Patrick : What are the surgical options for treating my severe cluster headaches?
Dr Shapira response: Dear Patrick,
am not a big advocate of surgery for cluster headaches. Treatment of the Trigeminal Nerve " microvascular decompression of the trigeminal nerve with section of the nervus intermedius compares very favorably to other destructive techniques without the accompanying neurologic deficits" (see below) is probably the best surgical treatment but do not expect success. There is a significant risk of very negative outcomes. As there is unquestionably a Trigeminal Nerve basis in cluster headaches I would first attempt a diagnostic neuromuscular orthotic (ie Neuromuscular Dentistry ) and/or sphenopalatine ganglion (SPG) block as prophylactic method. Patients can learn to self administer the intranasal SPG block quickly and easily at home with special hollow tube cotton applicators.
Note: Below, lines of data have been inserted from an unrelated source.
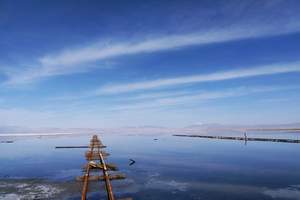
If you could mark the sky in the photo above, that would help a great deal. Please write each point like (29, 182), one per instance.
(139, 63)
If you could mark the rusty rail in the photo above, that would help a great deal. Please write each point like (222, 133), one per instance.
(96, 161)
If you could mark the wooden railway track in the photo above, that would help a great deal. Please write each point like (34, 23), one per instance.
(96, 163)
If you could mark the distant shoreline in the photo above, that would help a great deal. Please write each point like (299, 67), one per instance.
(273, 129)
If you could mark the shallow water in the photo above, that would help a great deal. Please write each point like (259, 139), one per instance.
(167, 168)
Surgery of the Sphenopalatine Ganglion has been attempted but is not recommended.
There is a new study out of South Africa that showed good results on 4 out of 5 patients (short term study) but the surgery is relatively atraumatic. (see below) There is also a study on implantable neurostimulation of the Spenopalatine Ganglon (SPG) but I would certainly try the intranasal approach first.
Many Cluster headaches respond rapidly to 100% oxygen as an emergency treatment.
What have you previously attempted to treat your cluster headachers?
I have included three excerpts from PubMed abstracts but all conclude surgery is not a first line approach and the newest article concludes " We do not recommend trigeminal nerve radiosurgery for treatment of cluster headache."
It has been said that: "There is no disease or disorder known to man that cannot be made worse by sticking a knife in it." This does not mean surgery is bad but you should approach it with caution and be aware of possible negative outcomes.
Ira L Shapira DDS, D,ABDSM, D,AAPM, FICCMO
SEE ABSTRACTS BELOW FOR MORE INFORMATION
Headache. 1998 Sep;38(8):590-4.
The surgical management of chronic cluster headache.
Chronic cluster headache remains a debilitating and poorly controlled syndrome. Although various surgical treatments have had limited success, microvascular decompression of the trigeminal nerve with section of the nervus intermedius compares very favorably to other destructive techniques without the accompanying neurologic deficits. It is, therefore, our recommendation as the first-line operative treatment of chronic cluster headache.
Curr Pain Headache Rep. 2002 Feb;6(1):57-64.
Interventional treatment for cluster headache: a review of the options.
Source
Cleveland Clinic Headache Center, 9500 Euclid Avenue, Cleveland, OH 44195, USA. RozenT@ccf.org
Abstract
There is no more severe pain than that sustained by a cluster headache sufferer. Surgical treatment of cluster headache should only be considered after a patient has exhausted all medical options or when a patient's medical history precludes the use of typical cluster abortive and preventive medications. Once a cluster patient is deemed a medical failure only those who have strictly side-fixed headaches should be considered for surgery. Other criteria for cluster surgery include pain localizing to the ophthalmic division of the trigeminal nerve, a psychologically stable individual, and absence of addictive personality traits. To understand the rationale behind the surgical treatment strategies for cluster, one must have a general understanding of the anatomy of cluster pathogenesis. The most frequently used surgical techniques for cluster are directed toward the sensory trigeminal nerve and the cranial parasympathetic system.
Cephalalgia. 2012 Jun;32(8):635-40. doi: 10.1177/0333102412445219. Epub 2012 Apr 23.
Predilection to deafferentation pain syndrome after radiosurgery in cluster headache.
Source
Department of Neurology, Timone Hospital, Marseille, France. adonnet@ap-hm.fr
Abstract
Cluster-tic syndrome is a rare, disabling disorder. We report the first case of cluster-tic syndrome with a successful response to stereotactic radiosurgery. After failing optimal medical treatment, a 58-year-old woman suffering from cluster-tic syndrome was treated with gamma knife radiosurgery. The trigeminal nerve and sphenopalatine ganglion were targeted with a maximum dose of 85 and 90 Gy respectively. The patient experienced a complete resolution of the initial pain, but developed, as previously described after radiosurgical treatment for cluster headache, a trigeminal nerve dysfunction. This suggests that trigeminal nerve sensitivity to radiosurgery can be extremely different depending on the underlying pathological condition, and that there is an abnormal sensitivity of the trigeminal nerve in cluster headache patients. We do not recommend trigeminal nerve radiosurgery for treatment of cluster headache.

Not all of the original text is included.